According to physicists, this is the most difficult maze

A team of physicists has created what they claim is the most difficult labyrinth ever, using a pattern from a chess game to create the structure. To the untrained eye, a maze looks like the most complex snowflake. But for the puzzle lovers among us, it probably looks like a challenge.

A maze is constructed from a Hamiltonian cycle, a graph cycle that visits each node in the graph only once. The same movement pattern is shown in the “Knight’s Path” in chess, where a chess piece can visit each square on the board once without repeating before returning to its starting piece.

© Ilmari Karonen / Wikimedia Commons

The team maze works similarly; it is a set of Hamiltonian cycles in quasicrystals. Don’t worry, we’ll explain. A detailed explanation of the maze design was accepted for publication in Physical overview X.

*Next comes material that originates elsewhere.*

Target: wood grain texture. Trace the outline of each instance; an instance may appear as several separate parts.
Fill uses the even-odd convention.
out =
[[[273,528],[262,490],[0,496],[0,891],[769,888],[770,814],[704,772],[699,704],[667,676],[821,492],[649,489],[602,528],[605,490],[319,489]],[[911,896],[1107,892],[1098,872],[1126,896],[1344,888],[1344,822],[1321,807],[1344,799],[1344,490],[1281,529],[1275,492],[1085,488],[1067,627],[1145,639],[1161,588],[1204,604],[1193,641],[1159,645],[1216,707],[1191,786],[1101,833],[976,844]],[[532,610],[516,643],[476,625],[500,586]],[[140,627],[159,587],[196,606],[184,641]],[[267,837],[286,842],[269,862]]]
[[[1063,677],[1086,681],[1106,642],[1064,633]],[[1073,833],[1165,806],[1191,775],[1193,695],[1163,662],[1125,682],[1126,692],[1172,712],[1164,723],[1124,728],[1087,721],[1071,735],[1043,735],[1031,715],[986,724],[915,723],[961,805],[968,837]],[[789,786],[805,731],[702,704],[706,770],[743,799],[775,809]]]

“When we looked at the shapes of the lines we constructed, we noticed that they form incredibly complex mazes,” said Felix Flicker, a physicist at the University of Bristol and co-author of the paper in the university report. “The sizes of the subsequent mazes grow exponentially – and there are an infinite number of them.”

Maze Figure 1 Article
Hamiltonian cycle.

Quasicrystals are a rare type of matter. Ordinary crystals have a periodic structure, meaning that their building blocks repeat regularly. But the building blocks of a quasicrystal do not repeat themselves regularly; they have asymmetric, non-repeating structures that make them confusing in three dimensions and almost magical in others; in 2022, a team of physicists managed to keep a quantum system coherent longer by using lasers to direct a quasi-crystalline pattern onto individual atoms – in other words, a quasi-crystal in time. One example of a 3D quasicrystal is an icosahedron, a 20-sided shape similar in appearance to a standard soccer ball. As one physicist told Gizmodo in 2021:

“The moment you go from periodic to quasi-periodic, all bets are off on symmetry… All those 200-year-old rules are off—any symmetry is allowed, including the most famous forbidden symmetry for solids, which is icosahedron symmetry. With quasi-crystals, you suddenly have an infinity of possibilities.”

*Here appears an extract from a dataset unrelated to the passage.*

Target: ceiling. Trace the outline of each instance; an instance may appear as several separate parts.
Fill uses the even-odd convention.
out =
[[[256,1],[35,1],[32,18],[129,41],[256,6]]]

Quasi-crystals occur in nature in rare cases. Some have been found in lonsdaleite, a mineral harder than diamonds that does not occur naturally on Earth but rained down to us in meteorites. In 2021, physicists discovered that the quasi-crystals formed in trinitite, a bizarre material that formed after the Trinity bomb test in 1945 turned swathes of the New Mexico desert into glass.

A recent team presented an algorithm for creating cycles of Hamiltonian graphs on two-dimensional spaces called Ammann-Beenker tiles. The team says these two-dimensional mazes show Hamiltonian cycles mimicking the atomic patterns of the quasicrystal.

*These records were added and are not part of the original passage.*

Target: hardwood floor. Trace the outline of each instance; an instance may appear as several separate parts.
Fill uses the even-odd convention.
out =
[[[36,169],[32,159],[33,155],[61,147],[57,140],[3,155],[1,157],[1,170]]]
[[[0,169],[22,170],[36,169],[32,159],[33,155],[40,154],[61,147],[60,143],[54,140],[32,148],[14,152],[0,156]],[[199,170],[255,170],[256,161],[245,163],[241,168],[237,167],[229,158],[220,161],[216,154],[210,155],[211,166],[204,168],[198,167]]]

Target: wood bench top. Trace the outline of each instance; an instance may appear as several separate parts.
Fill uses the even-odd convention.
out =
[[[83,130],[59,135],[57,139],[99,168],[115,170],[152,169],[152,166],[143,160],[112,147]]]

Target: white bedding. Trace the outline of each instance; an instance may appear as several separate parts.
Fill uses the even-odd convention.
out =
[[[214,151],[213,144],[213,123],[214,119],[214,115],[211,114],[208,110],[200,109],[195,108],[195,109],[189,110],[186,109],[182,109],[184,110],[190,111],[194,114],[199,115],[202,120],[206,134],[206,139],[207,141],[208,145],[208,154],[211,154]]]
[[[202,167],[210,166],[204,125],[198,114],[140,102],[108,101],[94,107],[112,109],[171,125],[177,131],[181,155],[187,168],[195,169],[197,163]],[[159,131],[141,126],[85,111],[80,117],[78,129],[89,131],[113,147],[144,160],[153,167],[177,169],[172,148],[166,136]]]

“We show that certain quasicrystals provide a special case in which the problem is unexpectedly simple,” Flicker said. “Therefore, in this setting, we make some seemingly impossible problems solvable.” This could include practical purposes involving different fields of science.

The formula actually has scientific implications. As stated in the university version, the Hamiltonian cycle provides microscopic imagers such as scanning tunneling microscopes with the fastest way to cover an object. There are also implications for the use of the quasicrystal in several physics problems, including one that can be used to model protein folding.

But if you’re not involved in any of these fields, you can step back and appreciate the way mathematics reveals some of the more exotic patterns in our physical universe.